Alexander lays out the optimistic and pessimistic explanations for the relationship between puberty blockers and persistence: maybe doctors are just amazing at assessing which patients will benefit and which won’t, but maybe the drugs prevent kids from outgrowing gender dysphoria and transgender identification. He even acknowledges that the 98% figure is impossible (“I assume something is wrong with the study”) but then proceeds merrily as though the doctors must be right and therefore 98% of children must be helped (so who cares about the 2%!).
Then he goes much, much further and suggests nobody should really care about any of this, because—even if the skeptics are right and half of kids who undergo this intervention “end up sterile and mentally ill without having been helped in any way”—“this is going to sound insensitive, but as far as ‘bad US medical policies’ go, 2,500 children having their lives low-key ruined is nothing.”
So everybody coming out as trans is bad and suspicious and maybe a lot of kids will have their lives “low-key ruined,” but what’s the big deal? Why do you care so much? Are you some kind of gender weirdo?
The real problem, if you ask Alexander, is that this debate seizes hold of people and turns their lives upside-down, that people who care too much about kids being left “sterile and mentally ill without being helped in any way” end up just as addled as the opioid addicts Alexander treats.
Better to be like Alexander: boldly and flippantly ignorant, utterly indifferent to the stakes.
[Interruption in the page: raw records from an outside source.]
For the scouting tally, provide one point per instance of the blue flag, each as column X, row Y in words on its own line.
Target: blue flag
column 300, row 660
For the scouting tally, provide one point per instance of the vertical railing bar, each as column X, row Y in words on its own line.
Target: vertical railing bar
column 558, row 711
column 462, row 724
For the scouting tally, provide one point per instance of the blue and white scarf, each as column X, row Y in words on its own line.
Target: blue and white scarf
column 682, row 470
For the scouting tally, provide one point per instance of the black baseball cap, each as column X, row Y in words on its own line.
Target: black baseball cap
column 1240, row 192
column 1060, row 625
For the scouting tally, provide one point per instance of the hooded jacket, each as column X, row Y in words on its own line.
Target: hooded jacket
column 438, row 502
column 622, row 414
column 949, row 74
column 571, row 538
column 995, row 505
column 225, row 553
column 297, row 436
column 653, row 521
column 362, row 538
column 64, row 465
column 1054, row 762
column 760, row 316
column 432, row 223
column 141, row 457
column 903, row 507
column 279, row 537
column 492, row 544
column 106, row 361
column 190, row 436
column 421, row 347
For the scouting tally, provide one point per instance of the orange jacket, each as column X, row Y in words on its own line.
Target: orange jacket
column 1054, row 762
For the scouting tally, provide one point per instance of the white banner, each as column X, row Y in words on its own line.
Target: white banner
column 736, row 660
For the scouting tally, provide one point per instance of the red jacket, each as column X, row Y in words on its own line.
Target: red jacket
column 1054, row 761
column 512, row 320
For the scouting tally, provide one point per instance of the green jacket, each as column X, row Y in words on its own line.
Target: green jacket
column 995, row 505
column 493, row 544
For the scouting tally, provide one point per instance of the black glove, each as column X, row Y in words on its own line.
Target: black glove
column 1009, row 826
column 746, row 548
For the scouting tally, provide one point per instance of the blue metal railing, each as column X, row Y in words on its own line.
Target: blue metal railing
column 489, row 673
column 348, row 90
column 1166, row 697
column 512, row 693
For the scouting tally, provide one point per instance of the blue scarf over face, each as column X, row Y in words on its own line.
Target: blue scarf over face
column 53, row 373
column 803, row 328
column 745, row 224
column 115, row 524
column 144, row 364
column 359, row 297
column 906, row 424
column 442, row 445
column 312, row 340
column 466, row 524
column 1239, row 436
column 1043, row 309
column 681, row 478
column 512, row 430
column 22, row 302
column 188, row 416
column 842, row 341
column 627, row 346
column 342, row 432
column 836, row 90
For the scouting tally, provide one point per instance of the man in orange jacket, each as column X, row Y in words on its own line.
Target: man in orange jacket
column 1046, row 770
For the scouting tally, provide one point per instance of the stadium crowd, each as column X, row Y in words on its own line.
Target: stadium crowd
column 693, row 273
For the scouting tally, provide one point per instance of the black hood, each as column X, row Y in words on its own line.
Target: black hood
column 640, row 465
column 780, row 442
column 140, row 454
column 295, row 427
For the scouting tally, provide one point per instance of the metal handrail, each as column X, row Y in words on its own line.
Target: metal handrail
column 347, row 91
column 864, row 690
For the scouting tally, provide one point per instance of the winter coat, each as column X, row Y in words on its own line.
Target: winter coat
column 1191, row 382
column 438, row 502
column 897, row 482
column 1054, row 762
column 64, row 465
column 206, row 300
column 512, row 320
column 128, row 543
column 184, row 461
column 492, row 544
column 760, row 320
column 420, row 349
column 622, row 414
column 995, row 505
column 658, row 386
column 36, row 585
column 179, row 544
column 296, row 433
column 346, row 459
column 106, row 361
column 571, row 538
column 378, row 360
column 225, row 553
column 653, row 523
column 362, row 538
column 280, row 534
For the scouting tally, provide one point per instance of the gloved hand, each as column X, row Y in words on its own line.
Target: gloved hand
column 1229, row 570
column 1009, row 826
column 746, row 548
People like this make me beyond furious. I never felt rage like this in my life before I was dropped into this hellscape and had to witness the innumerable buffoons adding their ignorant two cents to the discussion. Thanks, but I'm not okay with my son, or anyone else's child, being collateral damage just so that the medical community can continue to live in its pointless delusion and doesn't have to face the fact that they've destroyed the lives of young people and torn apart their families. And I hope with every fiber of my being that the Scott Alexanders of the world learn the hard way that they maybe should have given this just a bit more thought.
I didn't read the whole article because, admittedly, I was depressed at the prospect of reading someone's stupid opinion who doesn't care about kids, but I have to praise you for the title of this article -- “Some ideas are so stupid that only intellectuals believe them.” It's so true! Common sense isn't always right -- especially if common sense is the only thing you have -- but if you don't have at least SOME common sense to balance out the sophistry, then your opinions will be completely untethered from reality. Some of the intellectuals who are addicted to sophistry think of themselves as the avant-garde of philosophy, but really they are just fantasizing. That is what the whole of "queer theory" is -- intellectual fantasies disassociated from reality.